To your final point, it is so much less maintenance. There is no server to manage, and since I want all the data in s3 anyway, it's already there. This solution replaced a server with chroots, EBS, scripts to move data to s3, etc...
terraform 'destroy' isn't infallible. There are certain resources that trigger the creation of other resources (for example, lambda functions will create cloudwatch log groups, and dynamodb tables create cloudwatch alarms) and when terraform destroys the resource, it doesn't necessarily clean up all the associated resources.
Terraform has it's shortcomings for sure, but I don't think it's reasonable to expect Terraform to go out and clean up second-order effects of it's resources.
I'm not doubting that the situations you describe are true, but abandoning resources like that is an AWS-lifecycle problem, not really a Terraform one.
Sure. My point is just that `terraform destroy` doesn't necessarily solve the problem at hand. And you could still end up continue paying for those second-order effects after running a terraform destroy.
I am pretty senior and can thus sometimes afford to do a new thing and try doing it the right way, at the same time. Not even always. Many people just take one learning curve at a time...
Typically Terraform takes longer to get something working than mindlessly clicking through the console. In my experience those mindless clickthrough things end up sticking around for years even when they weren't intended to.
This is why you have separate development and production accounts: a development account where you mindlessly click through so that you can learn through the UI what's available and how it works; cleaned up on a regular basis by something like aws-nuke, and a production account where you have the discipline to only create resources through Terraform / CloudFormation etc.
Even CDK sucks though because if you’re still kinda new to it all, you want to login and make sure that it’s all hooked together correctly. And you’re back using their shitty UI.
Why you can’t look at the load balancer, look at the listener and then show what’s in the target groups is beyond me.
I have a different take on it. I started out doing everything through the console, then learned the cli and boto3, and very recently CDK.
CDK is another tool that build on the cli and boto3 concepts, and also manages the orchestration and dependencies.
Having to go back to the console isn't a fault of CDK. Learning the right tool to use for a situation is part of the learning curve. I go back to the console all the time to look something up quick or to understand what config options are available. Or I repeat the same steps in the console enough times that I get bored with it and automate
Edit: also I tried and have given up on CloudFormation more than once. CDK is like a wrapper layer around it, and has been pleasant to use.

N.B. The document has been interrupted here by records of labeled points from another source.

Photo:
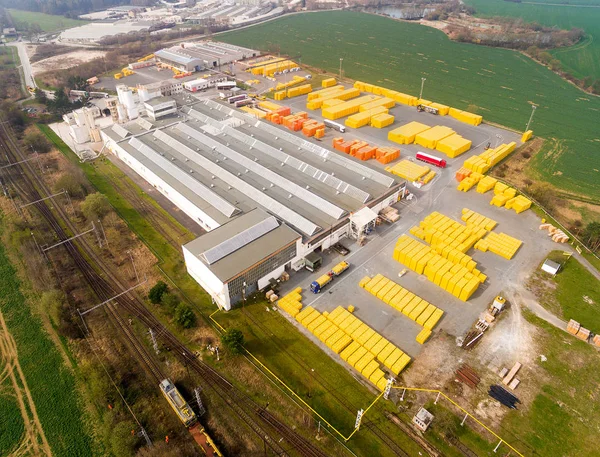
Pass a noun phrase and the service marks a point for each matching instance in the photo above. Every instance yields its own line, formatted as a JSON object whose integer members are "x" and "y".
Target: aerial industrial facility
{"x": 220, "y": 165}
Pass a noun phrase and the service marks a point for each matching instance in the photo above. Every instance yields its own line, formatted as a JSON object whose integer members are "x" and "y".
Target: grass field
{"x": 563, "y": 418}
{"x": 47, "y": 22}
{"x": 580, "y": 60}
{"x": 11, "y": 422}
{"x": 51, "y": 383}
{"x": 501, "y": 83}
{"x": 291, "y": 355}
{"x": 576, "y": 296}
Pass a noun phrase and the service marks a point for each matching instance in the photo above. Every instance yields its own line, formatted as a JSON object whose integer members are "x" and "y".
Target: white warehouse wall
{"x": 209, "y": 282}
{"x": 195, "y": 213}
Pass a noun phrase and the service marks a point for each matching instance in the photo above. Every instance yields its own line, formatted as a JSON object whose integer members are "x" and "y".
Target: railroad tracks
{"x": 266, "y": 426}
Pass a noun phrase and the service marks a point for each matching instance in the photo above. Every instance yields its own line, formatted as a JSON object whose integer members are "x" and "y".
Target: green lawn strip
{"x": 500, "y": 83}
{"x": 447, "y": 421}
{"x": 578, "y": 293}
{"x": 582, "y": 59}
{"x": 47, "y": 22}
{"x": 51, "y": 383}
{"x": 564, "y": 416}
{"x": 293, "y": 357}
{"x": 12, "y": 427}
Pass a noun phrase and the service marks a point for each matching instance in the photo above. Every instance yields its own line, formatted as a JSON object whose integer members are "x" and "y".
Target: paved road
{"x": 25, "y": 63}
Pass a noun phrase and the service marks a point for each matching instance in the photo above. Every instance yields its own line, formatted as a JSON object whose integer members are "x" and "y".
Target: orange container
{"x": 356, "y": 146}
{"x": 284, "y": 111}
{"x": 389, "y": 156}
{"x": 365, "y": 153}
{"x": 463, "y": 173}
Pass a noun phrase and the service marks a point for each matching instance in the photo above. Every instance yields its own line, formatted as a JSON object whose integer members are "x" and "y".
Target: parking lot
{"x": 440, "y": 195}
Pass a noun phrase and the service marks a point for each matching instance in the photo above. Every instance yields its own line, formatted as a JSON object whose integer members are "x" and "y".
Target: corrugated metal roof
{"x": 240, "y": 240}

It either works great or barely depending on the service you're using - some AWS teams have dedicated dashboard teams, eg 'ec2 dashboard team' which solely focus on the dashboard experience, while others touch it as an afterthought.
I'm pretty sure something along the lines of this^ was posted on HN by a former AWS employee but I can't find it now.
Their web console UIs vary widely by service. IMO, the UX for most of their simpler services, specifically SQS, S3, Lambda, DynamoDB, are really easy to use and work nicely. If you want to start with a Docker image, send it to AWS, and have it get spun up and attached to a DNS, well that's a huge complex mess to get set up.
Then they need to start a team dedicated to finding a good way to let customers halt spending at a given limit with minimal impact on their operations.
They already win on UX (okay, okay, it's an opinion ffs), but unlimited liability makes a lot of people very uncomfortable. Those two actions would go a long ways towards demonstrating good faith in that area.
If it would cost too much, maybe they could present it as an easy way to cut expenses at the same time that they introduce a small price increase. This is a common and long-standing complaint/feature request.